Sebastian suspected they were both stricken with a similar distemper. Driven to the same volatile, frustrated place by two appealing—yet unwilling—Weatherstoke ladies. “Very well, may I offer you some of this obscenely expensive Ravencroft Scotch? Top-shelf, worth every penny … or would be … had I actually paid for it. It’ll warm you up enough to put your nipples away.”
“No.”
Moncrieff couldn’t decide which of the two captains currently occupying his whisky-induced double vision was the right one, so he gaped at them both, his cigar nearly dropping from his slack jaw. “I’ve never known you to turn down a drink or five. What’s gotten into you?”
Folding the towel, the Rook draped it over a basin, glancing in the direction of the captain’s quarters. “If I drink, I might forget.”
Sebastian snorted, dropping into a high-backed chair next to the galley fire. “I rather thought that was the point of drinking.”
“I might forget all the reasons I left her alone. I … might go back.”
“I see,” Sebastian lied, kicking out the chair across from him for the captain. “Still a reluctant bride, then? Can’t imagine why.”
The Rook’s silence spoke volumes, as did his posture when he lowered his impressive, dripping body into the chair.
Dangerous enough to warrant another drink.
“Since when have you ever allowed someone to deny you?” Sebastian challenged.
“She’s different,” his captain murmured.
“I know she’s bloody different. We’ve never risked such an intricate shore excursion before for something so inconsequential as a woman. I mean—”
The Rook held up a hand to silence him, and something in the rigidity of the gesture lifted fine hairs all over his body. “It wasn’t just for her, and you know it.”
He knew nothing of the sort, but he wisely kept his own counsel. Even he, who continually spat in the face of the fates, found it difficult to meet the Rook’s sharp, eerie gaze. They’d barely rounded Cape Wrath in their cartographical search of Scotland’s rivers. This little side venture put their whole fucking scheme in peril. But the Rook was right, capturing the captain’s new bride hadn’t been their only mission in Maldon. They’d also abducted a countess, murdered an earl, and the wealthy Mr. Gooch …
God’s balls, but the navy would be on high alert.

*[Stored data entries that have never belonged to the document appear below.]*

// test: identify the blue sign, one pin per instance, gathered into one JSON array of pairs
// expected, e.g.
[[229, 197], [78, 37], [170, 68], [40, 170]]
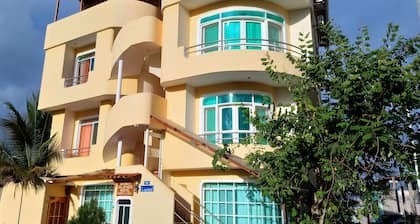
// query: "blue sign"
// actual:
[[147, 188]]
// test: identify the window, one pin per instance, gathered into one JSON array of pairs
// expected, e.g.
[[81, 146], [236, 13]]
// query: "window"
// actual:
[[84, 63], [103, 194], [238, 203], [86, 136], [57, 210], [226, 117], [242, 29], [123, 209]]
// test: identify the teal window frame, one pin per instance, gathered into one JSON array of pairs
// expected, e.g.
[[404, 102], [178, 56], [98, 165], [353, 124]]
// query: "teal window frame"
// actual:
[[254, 31], [237, 107], [104, 195], [232, 202]]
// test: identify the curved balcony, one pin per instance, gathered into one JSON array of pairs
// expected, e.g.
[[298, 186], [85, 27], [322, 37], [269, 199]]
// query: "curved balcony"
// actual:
[[131, 116], [233, 60], [131, 45], [109, 14]]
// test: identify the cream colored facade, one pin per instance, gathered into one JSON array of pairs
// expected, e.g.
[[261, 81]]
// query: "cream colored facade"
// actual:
[[154, 55]]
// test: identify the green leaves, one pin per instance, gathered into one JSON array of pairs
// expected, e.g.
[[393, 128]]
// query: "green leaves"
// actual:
[[28, 151], [327, 155]]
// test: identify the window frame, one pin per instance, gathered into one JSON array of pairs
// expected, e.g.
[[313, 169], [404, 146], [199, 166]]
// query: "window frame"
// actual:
[[84, 121], [116, 210], [234, 202], [83, 198], [218, 133], [77, 78], [220, 20]]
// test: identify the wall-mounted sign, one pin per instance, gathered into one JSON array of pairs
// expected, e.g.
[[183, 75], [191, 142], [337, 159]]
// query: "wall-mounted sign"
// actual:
[[147, 188], [125, 189]]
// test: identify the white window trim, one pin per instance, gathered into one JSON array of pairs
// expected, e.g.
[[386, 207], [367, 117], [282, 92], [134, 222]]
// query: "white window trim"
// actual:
[[252, 106], [75, 75], [82, 196], [115, 213], [264, 28], [235, 181], [78, 125]]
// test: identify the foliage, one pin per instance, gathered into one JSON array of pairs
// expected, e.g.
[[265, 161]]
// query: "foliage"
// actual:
[[89, 213], [28, 151], [329, 156]]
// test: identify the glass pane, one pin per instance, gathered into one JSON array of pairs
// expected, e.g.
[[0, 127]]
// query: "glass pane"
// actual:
[[232, 35], [210, 100], [120, 215], [210, 116], [211, 37], [243, 118], [94, 133], [253, 35], [242, 98], [227, 119], [126, 214], [211, 138], [227, 139], [224, 99], [274, 37]]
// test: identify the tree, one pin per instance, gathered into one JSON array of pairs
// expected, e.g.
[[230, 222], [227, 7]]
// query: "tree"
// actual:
[[27, 153], [331, 158], [89, 213]]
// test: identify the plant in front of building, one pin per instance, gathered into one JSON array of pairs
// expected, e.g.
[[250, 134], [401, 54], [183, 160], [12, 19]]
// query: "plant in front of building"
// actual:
[[89, 213], [27, 152], [331, 157]]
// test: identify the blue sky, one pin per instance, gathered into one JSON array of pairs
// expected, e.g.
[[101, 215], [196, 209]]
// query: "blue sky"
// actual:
[[23, 24]]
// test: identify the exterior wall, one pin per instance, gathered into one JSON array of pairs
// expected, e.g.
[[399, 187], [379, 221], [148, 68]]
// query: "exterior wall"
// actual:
[[32, 205], [154, 56]]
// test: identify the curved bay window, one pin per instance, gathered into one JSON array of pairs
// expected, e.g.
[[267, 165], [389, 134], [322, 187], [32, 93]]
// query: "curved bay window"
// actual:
[[226, 117], [251, 29]]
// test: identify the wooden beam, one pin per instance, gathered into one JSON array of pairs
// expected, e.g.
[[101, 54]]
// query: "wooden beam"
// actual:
[[203, 145]]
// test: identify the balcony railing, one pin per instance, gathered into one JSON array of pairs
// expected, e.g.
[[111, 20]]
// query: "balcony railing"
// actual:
[[75, 80], [242, 44], [78, 152], [232, 137]]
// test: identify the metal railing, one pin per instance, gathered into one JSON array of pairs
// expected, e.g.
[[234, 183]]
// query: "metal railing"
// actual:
[[75, 80], [232, 137], [78, 152], [242, 44]]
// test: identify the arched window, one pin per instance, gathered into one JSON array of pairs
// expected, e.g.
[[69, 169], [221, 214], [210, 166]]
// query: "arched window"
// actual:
[[226, 117], [250, 29]]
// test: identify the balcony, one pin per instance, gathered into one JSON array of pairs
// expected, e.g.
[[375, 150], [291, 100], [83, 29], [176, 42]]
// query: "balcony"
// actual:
[[241, 44], [131, 116], [225, 43], [107, 14]]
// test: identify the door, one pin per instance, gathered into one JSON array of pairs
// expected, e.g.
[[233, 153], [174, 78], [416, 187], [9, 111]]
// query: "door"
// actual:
[[123, 211], [57, 210], [85, 139]]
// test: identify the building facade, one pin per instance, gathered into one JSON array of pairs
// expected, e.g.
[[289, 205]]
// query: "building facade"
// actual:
[[143, 92]]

“It’s only that my curiosity is endlessly piqued,” he ventured, crossing his ankle to his knee in a gesture of relaxed nonchalance. “We’ve never had a shortage of young and willing women. Why go so far as to wed one who is neither?”

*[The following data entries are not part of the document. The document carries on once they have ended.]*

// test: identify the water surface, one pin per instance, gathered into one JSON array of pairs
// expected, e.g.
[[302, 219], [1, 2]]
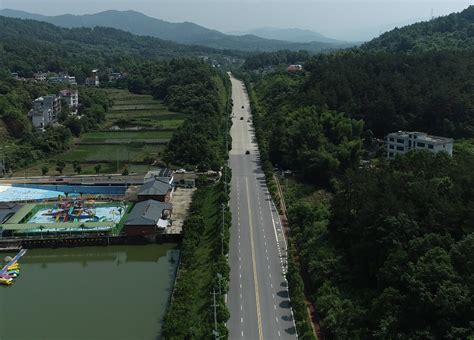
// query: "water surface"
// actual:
[[91, 293]]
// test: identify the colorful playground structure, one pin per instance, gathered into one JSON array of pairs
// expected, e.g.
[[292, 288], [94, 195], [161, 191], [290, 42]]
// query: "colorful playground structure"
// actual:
[[73, 210], [11, 270]]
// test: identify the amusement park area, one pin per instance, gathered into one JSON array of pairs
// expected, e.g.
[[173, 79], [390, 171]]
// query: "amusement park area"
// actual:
[[105, 211]]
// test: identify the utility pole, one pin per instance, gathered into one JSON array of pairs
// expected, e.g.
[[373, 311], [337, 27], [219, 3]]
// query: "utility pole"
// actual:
[[219, 277], [223, 225], [214, 305]]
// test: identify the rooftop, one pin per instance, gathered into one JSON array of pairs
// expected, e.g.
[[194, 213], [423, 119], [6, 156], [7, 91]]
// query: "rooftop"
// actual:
[[158, 186], [147, 213], [421, 135]]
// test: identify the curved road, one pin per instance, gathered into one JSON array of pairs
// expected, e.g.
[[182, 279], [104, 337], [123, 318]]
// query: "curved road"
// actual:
[[258, 297]]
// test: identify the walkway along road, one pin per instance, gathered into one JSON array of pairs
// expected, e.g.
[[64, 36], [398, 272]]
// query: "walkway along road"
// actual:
[[258, 298]]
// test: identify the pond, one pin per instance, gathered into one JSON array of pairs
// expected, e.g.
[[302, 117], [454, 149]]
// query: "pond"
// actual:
[[119, 292]]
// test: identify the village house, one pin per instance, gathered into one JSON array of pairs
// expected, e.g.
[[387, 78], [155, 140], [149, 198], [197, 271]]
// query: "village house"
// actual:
[[45, 111], [71, 97], [148, 218]]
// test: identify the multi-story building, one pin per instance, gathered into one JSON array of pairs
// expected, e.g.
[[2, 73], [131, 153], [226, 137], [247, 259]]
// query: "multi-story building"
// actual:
[[93, 80], [72, 99], [45, 111], [401, 142]]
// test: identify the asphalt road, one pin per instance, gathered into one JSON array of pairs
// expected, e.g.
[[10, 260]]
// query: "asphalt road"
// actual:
[[258, 297]]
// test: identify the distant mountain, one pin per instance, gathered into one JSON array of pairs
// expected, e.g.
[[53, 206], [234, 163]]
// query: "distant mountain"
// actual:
[[185, 33], [451, 32], [291, 34], [27, 46]]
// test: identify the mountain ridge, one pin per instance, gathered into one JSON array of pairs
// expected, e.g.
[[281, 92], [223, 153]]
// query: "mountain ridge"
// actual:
[[292, 34], [185, 33]]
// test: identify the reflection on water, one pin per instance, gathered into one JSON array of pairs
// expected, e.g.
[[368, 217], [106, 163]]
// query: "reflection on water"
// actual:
[[89, 293]]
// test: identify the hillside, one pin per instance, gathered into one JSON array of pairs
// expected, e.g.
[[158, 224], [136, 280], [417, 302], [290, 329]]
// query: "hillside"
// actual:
[[452, 32], [292, 34], [27, 46], [185, 33]]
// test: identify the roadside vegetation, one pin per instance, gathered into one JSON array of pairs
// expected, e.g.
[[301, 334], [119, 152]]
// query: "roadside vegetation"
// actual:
[[204, 269]]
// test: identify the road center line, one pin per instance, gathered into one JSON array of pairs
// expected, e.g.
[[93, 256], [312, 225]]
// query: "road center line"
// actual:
[[254, 265]]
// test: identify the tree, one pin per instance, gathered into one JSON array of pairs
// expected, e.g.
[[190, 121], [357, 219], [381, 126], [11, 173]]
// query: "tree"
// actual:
[[78, 169], [60, 165]]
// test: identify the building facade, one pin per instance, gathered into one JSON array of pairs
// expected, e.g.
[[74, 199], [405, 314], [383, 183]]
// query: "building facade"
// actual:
[[71, 97], [45, 110], [64, 79], [40, 76], [93, 80], [401, 142]]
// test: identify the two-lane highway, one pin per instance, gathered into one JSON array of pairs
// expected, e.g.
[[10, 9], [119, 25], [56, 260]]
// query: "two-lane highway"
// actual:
[[258, 298]]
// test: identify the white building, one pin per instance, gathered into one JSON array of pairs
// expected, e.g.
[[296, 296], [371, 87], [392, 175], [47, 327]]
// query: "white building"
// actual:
[[72, 99], [40, 76], [64, 78], [93, 80], [45, 111], [401, 142]]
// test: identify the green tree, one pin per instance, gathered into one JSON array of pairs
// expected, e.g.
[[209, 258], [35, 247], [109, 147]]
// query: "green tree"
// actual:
[[60, 165]]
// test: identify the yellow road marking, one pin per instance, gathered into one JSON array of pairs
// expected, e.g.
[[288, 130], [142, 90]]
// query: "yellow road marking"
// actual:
[[255, 278]]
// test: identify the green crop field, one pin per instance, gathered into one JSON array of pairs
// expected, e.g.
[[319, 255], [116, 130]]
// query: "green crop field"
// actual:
[[110, 153], [131, 148], [125, 136]]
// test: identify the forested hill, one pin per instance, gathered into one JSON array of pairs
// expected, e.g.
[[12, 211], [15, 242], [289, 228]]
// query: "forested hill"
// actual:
[[452, 32], [184, 33], [27, 46]]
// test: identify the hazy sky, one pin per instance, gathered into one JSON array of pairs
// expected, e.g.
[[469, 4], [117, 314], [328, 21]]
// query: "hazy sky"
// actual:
[[342, 19]]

The Rook stared, unblinking, into the fire. It took him so long to reply, Moncrieff began to wonder if he’d heard him.
“Did I ever tell you how I became a pirate?” The Rook rested his chin on templed fingers in a contemplative pose.
“No…” The odd reply both frustrated and intrigued Sebastian. The captain never revealed a bloody thing about himself. Sebastian absolutely wanted to know, almost as much as he wanted the damnably inscrutable man to answer his fucking question first.

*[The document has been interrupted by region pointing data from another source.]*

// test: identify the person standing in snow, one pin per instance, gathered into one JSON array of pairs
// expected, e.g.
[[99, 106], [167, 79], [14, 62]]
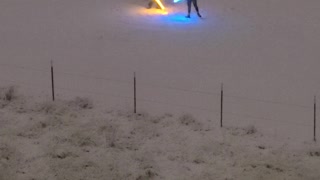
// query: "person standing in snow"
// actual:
[[195, 4], [151, 2]]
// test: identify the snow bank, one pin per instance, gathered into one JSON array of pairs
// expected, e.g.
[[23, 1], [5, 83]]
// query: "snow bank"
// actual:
[[74, 140]]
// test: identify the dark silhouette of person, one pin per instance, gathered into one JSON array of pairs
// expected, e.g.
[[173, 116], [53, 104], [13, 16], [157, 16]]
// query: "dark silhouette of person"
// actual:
[[150, 4], [195, 4]]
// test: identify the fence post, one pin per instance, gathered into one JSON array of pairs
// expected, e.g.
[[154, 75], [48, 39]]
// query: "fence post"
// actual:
[[314, 118], [221, 105], [52, 81], [135, 92]]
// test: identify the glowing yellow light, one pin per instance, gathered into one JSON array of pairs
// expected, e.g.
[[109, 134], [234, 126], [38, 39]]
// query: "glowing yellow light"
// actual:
[[160, 4]]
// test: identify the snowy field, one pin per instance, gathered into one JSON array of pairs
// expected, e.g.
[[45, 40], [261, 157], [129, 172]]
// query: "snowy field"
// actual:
[[73, 140], [264, 52]]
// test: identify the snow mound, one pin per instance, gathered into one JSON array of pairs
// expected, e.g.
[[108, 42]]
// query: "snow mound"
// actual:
[[74, 140]]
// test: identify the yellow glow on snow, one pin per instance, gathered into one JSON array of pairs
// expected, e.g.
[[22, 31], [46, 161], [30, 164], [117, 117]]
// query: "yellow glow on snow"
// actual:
[[152, 11], [160, 4]]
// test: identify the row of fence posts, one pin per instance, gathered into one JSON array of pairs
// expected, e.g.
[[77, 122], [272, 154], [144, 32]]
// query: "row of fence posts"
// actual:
[[221, 101]]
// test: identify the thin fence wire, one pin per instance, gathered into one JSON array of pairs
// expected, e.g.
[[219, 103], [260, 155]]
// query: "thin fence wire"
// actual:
[[152, 85]]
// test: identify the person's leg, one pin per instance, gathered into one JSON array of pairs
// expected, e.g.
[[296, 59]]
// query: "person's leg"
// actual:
[[150, 4], [189, 8], [195, 4]]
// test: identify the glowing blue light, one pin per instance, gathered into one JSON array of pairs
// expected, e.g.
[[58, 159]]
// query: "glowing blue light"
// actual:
[[176, 1]]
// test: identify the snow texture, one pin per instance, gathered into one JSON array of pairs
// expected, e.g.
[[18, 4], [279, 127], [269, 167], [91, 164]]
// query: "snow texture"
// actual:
[[66, 140], [265, 52]]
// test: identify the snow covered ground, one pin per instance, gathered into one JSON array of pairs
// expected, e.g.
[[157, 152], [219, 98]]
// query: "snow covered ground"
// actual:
[[75, 140], [265, 52]]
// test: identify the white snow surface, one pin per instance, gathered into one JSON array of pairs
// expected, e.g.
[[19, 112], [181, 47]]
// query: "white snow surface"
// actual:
[[75, 140], [264, 52]]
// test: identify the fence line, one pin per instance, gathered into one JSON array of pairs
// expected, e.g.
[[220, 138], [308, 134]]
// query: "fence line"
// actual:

“It all started with a mutiny aboard a ship I … worked on once.”
“A mutiny, you say? Were you one of the mutinous? Or were you … mutinied upon? Mutinied … is that a word?” At his captain’s level look, Sebastian gave a drunken nod. “You led the mutiny, of course.”
Salt water still gathered in the Rook’s lashes as he turned back to stare into the grate. Moncrieff had a suspicion the past danced inside those flames for the Rook.
He’d have given one of his eyes to see it.
“I’d been a slave for years. We were sold from Japan to a particularly cruel Argentinian shipping magnate. All we wanted was to get ashore. To go home. Before we could find land, we were overtaken by some meddling vessel of the French Compagnie Générale Transatlantique. The French captain claimed us as prisoners and pirates … as property…” He spat into the fire, which sizzled. “We’d … had enough of that. So, when reason didn’t work, and threats were exhausted, we killed him…” Devilishly, the Rook’s lips tilted as though reliving a cherished memory. “We killed them all, every last fighting man. Gods, how the sharks feasted. Suddenly, I found myself with a new ship, crates of Argentine gold, and more French roses than you can conceive of. Fertilized by the crewmen’s own shit, can you imagine the stench?”
Sebastian could, and did, and drank some more.
“I should have turned around.” The captain’s whisper was almost lost to the din of the storm.